3-3.5 stars for me, I'm wavering. The beginning was very confusing and bounced around a lot from the present to flashbacks without much preamble. It wasn't until I got further into the book that either I got better at following the leaps, or the leaps made more sense. The story was much sadder than I anticipated. It wasn't as funny as the title, summary, and cover give the impression of. I felt so sad for this woman who didn't know herself and who wasn't able to express herself truthfully around her closest friends. I really liked the last 15% or so. I wish more time had been spent on Magda coming into her own. I felt it took way too long to get there and not enough time was spent on the more important plot points in the process.
gorgeous book with a lot of inspiration it has to tell people. inspiring, passionate, emotional, super cool and interesting. 4.5
This book hits close to home. The loss of her best friend causes Magda to confront her work and personal life, grief, and her upcoming 70th birthday. The road trip with her friend’s ashes turns into a voyage of self-discovery. It was not the fun, quirky girls’ trip story I expected, but I thoroughly enjoyed the story nonetheless.
I will confess that it was the fact that Cynthia Nixon narrates the audiobook that got me to pick this one up. There's plenty to love here but the story didn't hang together for me as a unified whole.
Interesting comparisons to Less and remarkably Bright Creatures. I think this omission more in line with Britt Marie or 100 year old man. Definitely a day in the life. Not much plot here. Just ok.

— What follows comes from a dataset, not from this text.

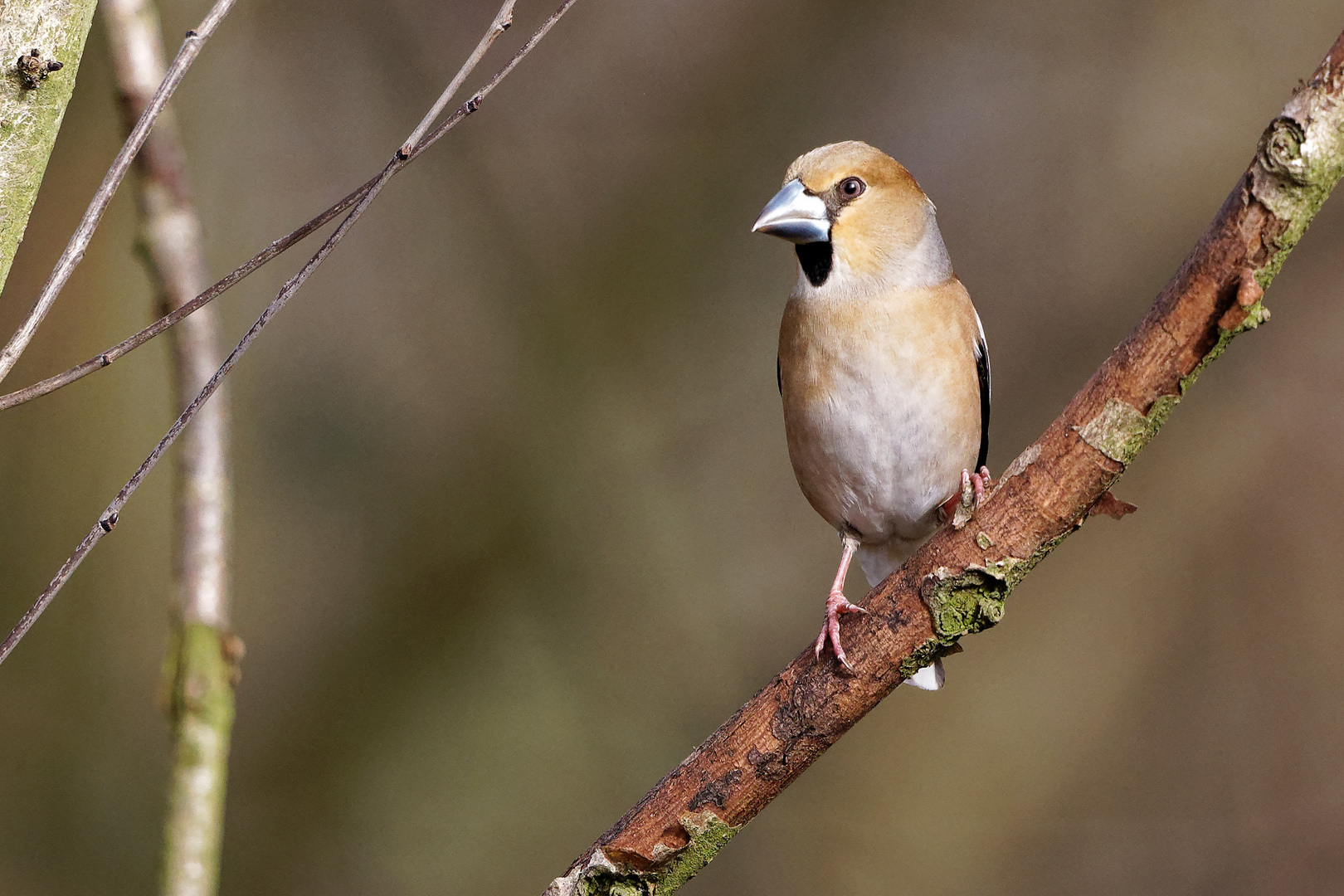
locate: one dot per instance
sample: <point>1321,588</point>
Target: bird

Magda Eklund is a psychiatrist, she listens and tries to advise her patients as best she can to help them live better lives. Magda is lost when her best friend Sara dies. She goes on the road trip that they had been planning to take and finds herself along the way. This story is a coming of age type of story. Magda spent her life hiding from herself, her past and love. When she loses Sara she's forced to confront all of the things that she never wanted to explore within herself. Wonderful story of love, loss and finding oneself again.
The comparison books mentioned in various publicity pieces for this book were not a match for me. This book was fine - not great and not bad. Had an interesting premise but didn’t deliver as expected.
Thanks to NetGalley and Ecco for the opportunity to read this ARC.